Smoking kills, but tobacco revenue breathes a lot of life into Minnesota.
From funding U.S. Bank Stadium to creating the nonprofit ClearWay Minnesota, tobacco sales have generated billions in tax revenue over the years. And most of it flows into the state budget rather than helping smokers kick the habit.
Minnesota was a significant player in holding tobacco companies accountable two decades ago, filing a lawsuit arguing that these companies had misled consumers about the dangers of their products. It was the only state to pursue trial in 1998 before reaching a historic $7 billion settlement payable over the first 25 years. Tobacco companies will still be coughing up about $200 million every year forever.
Doug Blanke said it was the "biggest and most complicated legal case in Minnesota's history." Aside from financial gain, the work by Blanke, director of the Public Health Law Center at Mitchell Hamline School of Law, and colleagues in the attorney general's office uncovered 35 million pages of then-secret documents on how tobacco manufacturers operate — in particular marketing to youth.

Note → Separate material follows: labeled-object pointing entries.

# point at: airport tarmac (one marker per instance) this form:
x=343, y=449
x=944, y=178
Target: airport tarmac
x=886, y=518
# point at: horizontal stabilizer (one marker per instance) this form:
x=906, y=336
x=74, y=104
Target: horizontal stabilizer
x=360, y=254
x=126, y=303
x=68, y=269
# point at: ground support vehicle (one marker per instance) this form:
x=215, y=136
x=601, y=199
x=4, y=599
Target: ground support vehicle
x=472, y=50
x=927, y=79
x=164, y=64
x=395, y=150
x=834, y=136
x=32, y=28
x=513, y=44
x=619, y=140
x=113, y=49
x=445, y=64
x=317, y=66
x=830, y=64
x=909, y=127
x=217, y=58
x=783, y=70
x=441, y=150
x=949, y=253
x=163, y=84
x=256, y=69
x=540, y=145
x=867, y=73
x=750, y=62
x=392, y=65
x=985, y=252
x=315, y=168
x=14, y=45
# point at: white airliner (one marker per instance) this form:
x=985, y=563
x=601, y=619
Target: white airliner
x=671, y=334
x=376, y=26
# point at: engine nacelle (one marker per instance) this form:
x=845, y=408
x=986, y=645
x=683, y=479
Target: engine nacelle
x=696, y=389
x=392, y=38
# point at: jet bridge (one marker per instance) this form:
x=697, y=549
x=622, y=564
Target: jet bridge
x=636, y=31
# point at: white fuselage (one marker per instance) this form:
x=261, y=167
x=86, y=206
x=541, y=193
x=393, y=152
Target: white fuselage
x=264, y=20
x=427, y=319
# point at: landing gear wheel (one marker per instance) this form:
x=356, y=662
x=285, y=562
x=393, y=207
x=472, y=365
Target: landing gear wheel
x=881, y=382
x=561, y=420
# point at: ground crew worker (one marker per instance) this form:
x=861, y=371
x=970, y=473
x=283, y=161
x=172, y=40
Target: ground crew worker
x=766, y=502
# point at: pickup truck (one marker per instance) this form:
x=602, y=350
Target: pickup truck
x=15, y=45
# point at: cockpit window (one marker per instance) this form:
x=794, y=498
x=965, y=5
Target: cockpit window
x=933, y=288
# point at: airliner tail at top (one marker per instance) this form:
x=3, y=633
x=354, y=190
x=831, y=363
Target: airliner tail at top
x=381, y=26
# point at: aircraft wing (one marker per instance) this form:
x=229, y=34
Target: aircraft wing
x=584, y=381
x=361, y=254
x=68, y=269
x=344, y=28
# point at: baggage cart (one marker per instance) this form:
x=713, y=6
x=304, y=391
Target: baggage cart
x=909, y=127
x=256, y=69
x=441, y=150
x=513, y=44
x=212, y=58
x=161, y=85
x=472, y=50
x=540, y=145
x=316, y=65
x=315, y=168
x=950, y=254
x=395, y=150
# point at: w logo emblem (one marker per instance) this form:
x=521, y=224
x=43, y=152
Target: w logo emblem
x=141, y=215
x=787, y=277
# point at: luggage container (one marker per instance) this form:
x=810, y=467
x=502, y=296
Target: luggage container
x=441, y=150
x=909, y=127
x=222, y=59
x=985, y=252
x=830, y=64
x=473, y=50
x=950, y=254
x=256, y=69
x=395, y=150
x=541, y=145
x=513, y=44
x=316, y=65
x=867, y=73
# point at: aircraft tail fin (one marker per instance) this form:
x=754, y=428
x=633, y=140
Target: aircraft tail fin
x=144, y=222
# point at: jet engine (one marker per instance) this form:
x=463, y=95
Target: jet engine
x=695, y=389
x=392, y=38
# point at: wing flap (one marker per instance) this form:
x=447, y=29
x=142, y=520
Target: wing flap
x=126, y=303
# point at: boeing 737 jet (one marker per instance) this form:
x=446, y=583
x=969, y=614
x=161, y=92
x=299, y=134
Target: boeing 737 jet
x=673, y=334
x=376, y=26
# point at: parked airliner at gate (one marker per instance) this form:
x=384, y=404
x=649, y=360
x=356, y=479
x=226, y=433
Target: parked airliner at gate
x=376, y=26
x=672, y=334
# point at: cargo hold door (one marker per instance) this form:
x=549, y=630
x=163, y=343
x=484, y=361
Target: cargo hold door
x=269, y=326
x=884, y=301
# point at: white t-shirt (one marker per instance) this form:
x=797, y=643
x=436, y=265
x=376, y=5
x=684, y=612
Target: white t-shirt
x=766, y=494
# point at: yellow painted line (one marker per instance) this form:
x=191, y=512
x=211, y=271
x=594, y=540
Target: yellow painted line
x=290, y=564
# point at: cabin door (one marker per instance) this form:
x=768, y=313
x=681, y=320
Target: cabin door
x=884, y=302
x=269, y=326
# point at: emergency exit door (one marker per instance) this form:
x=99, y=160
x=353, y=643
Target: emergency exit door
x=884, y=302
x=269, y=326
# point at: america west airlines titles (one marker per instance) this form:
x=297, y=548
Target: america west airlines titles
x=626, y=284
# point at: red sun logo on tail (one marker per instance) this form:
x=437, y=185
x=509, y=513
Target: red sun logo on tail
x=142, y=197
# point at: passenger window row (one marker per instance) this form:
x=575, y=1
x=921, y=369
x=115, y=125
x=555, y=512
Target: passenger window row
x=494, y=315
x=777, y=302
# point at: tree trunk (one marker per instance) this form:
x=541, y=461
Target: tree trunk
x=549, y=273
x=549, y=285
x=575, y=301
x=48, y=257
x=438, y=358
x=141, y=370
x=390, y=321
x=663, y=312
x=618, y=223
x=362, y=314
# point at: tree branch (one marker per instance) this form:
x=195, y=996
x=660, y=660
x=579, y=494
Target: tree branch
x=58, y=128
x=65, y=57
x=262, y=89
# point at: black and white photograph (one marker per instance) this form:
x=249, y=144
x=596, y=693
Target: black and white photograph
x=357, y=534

Those documents are still used to fuel health policy and research. And money from the settlement keeps flowing into the state's coffer along with tobacco tax revenue.
A reader asked Curious Minnesota about one type of tobacco tax called a "sin" tax. This is also known as an excise tax, and it's one of several kinds of taxes on tobacco and now vaping products.
It's complex (because, well, it's taxes) and there are two separate categories of taxes, one for cigarettes and another for other tobacco products. These are products like cigars, chewing and pipe tobacco, and vaping products that contain tobacco.
All rolled up, taxes on every tobacco product in the state since 1957 total $11.75 billion. Taxing tobacco amounted to $605 million in 2018 alone, with an estimated $11.5 million coming from vape products, taxed since 2010. Settlement funds added another $167 million for a combined $772 million last year.